Om gue sedang ditengah pidatonya yang santai dengan pembawaan yang sangat tenang, kemudian dari luar terdengar ketukan pintu. Pas dibuka ternyata ada entah bagian admin atau resepsionis, masuk.

“Maaf Pak, Ibu sudah datang.” Kata mbak-mbak muda itu.

“Oh iya, dipersilakan masuk aja ya.” kata Om gue.

Gue awalnya nggak memperhatikan karena gue sedang melihat HP gue yang gue taruh bawah biar nggak keliatan orang lain, dan gue akhirnya dikagetkan oleh Feni yang menyenggol tangan kiri gue. Feni memilih duduk disebelah gue.

“Ja, itu ada ibu-ibu yang barusan dateng, dia ngedarin pandangan dan senyumin semua orang juga, lo malah main HP aja.”

“Oh, iya iya. Maafin Fen.”

“Maaf ke ibu itu lah.” Bisik Feni sambil nunjuk ke arah Ibu tersebut.

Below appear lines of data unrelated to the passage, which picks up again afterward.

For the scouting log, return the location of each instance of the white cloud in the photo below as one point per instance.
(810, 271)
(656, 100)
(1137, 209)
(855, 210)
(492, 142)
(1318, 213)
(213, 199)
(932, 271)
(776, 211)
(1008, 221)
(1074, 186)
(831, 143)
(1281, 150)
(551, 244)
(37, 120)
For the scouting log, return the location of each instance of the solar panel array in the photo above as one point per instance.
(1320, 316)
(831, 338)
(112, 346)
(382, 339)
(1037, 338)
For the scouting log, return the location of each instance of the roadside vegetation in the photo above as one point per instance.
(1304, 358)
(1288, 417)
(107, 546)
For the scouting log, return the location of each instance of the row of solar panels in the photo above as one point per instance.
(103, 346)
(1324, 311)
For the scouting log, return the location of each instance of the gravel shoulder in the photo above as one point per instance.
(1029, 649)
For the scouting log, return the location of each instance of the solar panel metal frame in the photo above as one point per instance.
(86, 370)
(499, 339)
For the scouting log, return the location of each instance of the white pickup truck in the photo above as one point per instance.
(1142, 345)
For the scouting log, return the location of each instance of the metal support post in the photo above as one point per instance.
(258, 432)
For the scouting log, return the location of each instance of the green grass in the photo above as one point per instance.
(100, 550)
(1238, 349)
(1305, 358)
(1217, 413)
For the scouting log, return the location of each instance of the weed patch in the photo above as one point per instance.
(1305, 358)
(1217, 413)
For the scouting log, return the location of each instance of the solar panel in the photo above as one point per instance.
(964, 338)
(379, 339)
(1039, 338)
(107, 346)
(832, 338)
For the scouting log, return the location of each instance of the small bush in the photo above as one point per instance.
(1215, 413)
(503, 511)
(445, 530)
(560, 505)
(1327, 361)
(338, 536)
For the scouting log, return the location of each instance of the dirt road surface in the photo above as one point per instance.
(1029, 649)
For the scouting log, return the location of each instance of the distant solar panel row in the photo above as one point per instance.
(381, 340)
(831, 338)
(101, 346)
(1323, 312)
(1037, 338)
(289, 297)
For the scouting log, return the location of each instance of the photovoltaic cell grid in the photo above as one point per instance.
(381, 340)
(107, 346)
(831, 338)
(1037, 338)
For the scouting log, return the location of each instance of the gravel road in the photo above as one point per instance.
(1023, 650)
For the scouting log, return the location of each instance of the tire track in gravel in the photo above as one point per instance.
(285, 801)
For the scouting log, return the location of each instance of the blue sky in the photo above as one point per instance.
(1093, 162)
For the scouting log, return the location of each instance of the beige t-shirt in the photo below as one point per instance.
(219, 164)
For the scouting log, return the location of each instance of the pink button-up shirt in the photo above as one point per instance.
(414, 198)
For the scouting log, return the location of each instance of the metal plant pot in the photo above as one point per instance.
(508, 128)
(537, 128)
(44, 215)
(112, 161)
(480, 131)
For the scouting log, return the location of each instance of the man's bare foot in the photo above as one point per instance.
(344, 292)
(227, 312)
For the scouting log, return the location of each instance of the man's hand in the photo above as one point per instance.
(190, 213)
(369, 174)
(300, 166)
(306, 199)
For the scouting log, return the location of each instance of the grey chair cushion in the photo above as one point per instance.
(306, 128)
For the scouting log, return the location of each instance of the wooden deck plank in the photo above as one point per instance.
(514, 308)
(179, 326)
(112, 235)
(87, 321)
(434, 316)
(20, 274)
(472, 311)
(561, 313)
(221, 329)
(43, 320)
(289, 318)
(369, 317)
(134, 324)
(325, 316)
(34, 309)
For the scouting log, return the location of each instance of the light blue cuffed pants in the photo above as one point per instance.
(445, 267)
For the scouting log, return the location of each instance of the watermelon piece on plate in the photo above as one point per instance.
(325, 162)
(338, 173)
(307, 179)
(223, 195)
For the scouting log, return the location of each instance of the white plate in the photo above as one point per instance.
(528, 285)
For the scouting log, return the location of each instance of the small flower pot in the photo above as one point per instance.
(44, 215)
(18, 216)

Gue kaget, karena yang barusan datang adalah Mama gue sendiri. Hahaha. Tapi gue belagak tenang aja, biar Feni nggak curiga. Lalu gue dan Feni kembali mendengarkan pidato Om gue. Om gue memperkenalkan Mama sebagai istri dari Co-founder perusahaan ini, dan juga sebagai kakak iparnya yang mana sebagian besar orang-orang yang ada didalam situ udah tau, hanya beberapa aja yang belum tau, termasuk Feni.

“Oh ibu itu iparnya Pak Reza ternyata. Ibu itu berarti istrinya owner yang udah meninggal ya.” Bisik Feni.

Gue Cuma ngangguk aja.

“Tumben diem aja lo, biasanya ada aja celetukan. Hehe.”

“Kan gue lagi dengerin apa kata owner. Kapan lagi ini kumpul diantara para bos dari tiap perusahaan. Hehehe.”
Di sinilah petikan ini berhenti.